Cuarto acto: Heidegger o el triunfo de la nada
El último acto está dedicado a Heidegger su metafísica del supraser. Para Flores, Heidegger, a diferencia de los anteriores, acierta al diagnosticar al mundo de su mal metafísico, pero yerra en su prescripción. Su filosofía, según nuestro filósofo, presenta 4 errores. El primero, es interpretar la tradición platónica como causante del olvido del ser, siguiendo en esto, aunque de forma distinta, la concepción que Nietzsche tiene de la razón socrática. El segundo error es rechazar la idea del Dios personal, que se relaciona con el mundo por amor, pues esto es una aberración para la idea del Dios griego, que es principio inmutable. El tercer error, que sitúa de lleno a Heidegger en la genealogía del desvarío inmanentista, es su adhesión al nominalismo, lo cual desemboca en el cuarto y más grave: su ontología de la facticidad, que conduce a pensar el Ser “en su recóndita incognoscibilidad y aislamiento absoluto” .
Como consecuencia de malentender la tradición, y no signar el inicio del olvido del Ser a la tradición a la que pertenece, es decir, al empirismo, Heidegger va a oponer la metafísica de la aletheia, a la metafísica del eidos. Como en una especie de negativo de la gnoseología escolástica, su ontología parte de la facticidad, pero esta facticidad solo revela al Ser tras la consciencia de que lo experimentado es aparente, es una mera envoltura eidética, la cual hay que correr como una cortina, para encontrar la verdad. La ontología de Heidegger es una mística. Es por esto que triunfa en la segunda mitad del siglo XX, como fundamento teórico de los más disparatados movimientos artísticos y pseudocientíficos, y se la puede encontrar, en el fondo, emparentada con el new age y el orientalismo de tercera ola.

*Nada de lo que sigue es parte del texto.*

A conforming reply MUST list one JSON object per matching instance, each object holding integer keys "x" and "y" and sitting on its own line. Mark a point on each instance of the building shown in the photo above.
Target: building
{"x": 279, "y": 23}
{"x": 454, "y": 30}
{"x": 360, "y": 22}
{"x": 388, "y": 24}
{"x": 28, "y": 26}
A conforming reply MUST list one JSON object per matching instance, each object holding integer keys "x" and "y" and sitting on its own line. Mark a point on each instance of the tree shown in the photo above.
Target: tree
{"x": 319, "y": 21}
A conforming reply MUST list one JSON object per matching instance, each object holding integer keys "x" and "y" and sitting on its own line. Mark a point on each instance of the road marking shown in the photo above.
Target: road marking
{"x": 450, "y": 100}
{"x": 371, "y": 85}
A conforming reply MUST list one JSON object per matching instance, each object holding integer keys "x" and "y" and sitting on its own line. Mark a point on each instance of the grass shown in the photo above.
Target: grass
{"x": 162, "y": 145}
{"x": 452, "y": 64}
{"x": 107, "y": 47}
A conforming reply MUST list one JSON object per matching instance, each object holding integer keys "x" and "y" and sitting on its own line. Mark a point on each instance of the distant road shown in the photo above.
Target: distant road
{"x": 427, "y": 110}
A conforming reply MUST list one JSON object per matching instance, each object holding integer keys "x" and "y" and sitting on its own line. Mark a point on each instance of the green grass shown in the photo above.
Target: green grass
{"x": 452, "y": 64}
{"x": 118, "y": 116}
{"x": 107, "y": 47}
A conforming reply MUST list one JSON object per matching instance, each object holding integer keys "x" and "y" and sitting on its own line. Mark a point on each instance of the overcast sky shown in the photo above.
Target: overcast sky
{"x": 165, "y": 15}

La solución que propone Heidegger a la enfermedad metafísica del mundo moderno es otro tanto de lo mismo que la causó. Así se rompe la “síntesis entre lo trascendente y lo inmanente del Ser” a la vez que se sella el círculo de la visión nihilista del mundo.
Conclusión
Aparece ahora con toda claridad el sentido del título. Estas oscuras luminarias del pensamiento alemán, han perforado el mundo con sus doctrinas, como el vampiro que clava sus colmillos sobre la víctima para extraerle el líquido vital. Sus castillos conceptuales construidos sobre pantanos, sus prosas hipnóticas, y sus vidas azarosas, han inmerso a gran parte de la academia en una vigilia onírica, de la que, al parecer, tardará mucho tiempo en despertar, si es que lo logra.
Con este trabajo, Flores Quelopana entra de lleno en la batalla contra el oscurantismo alemán. Una tradición filosófica que, voluntariamente o no, drena la realidad del más radical de sus sentidos. Esta justa metafísica deja a Flores en una posición difícil, pues no son pocos los administradores de la filosofía académica que viven de la existencia y la influencia de las doctrinas aquí escrutadas. Son ellos quienes garantizan su propagación sin advertencia, así como la invisibilización de sus críticos.
Tomo partido con este aporte, pues para los amantes del saber, no hay otra opción que promover la filosofía fuera de los claustros universitarios, a la luz de la vida cotidiana, donde se puede ver más claro su extravío. En estos lugares marginales, suena con más fuerza la pregunta urgente de la filosofía de nuestros tiempos: ¿cómo cerramos, sistemáticamente, la brecha que hay entre la filosofía teórica y la filosofía práctica? En los Vampiros de Dios, el lector encontrará una respuesta.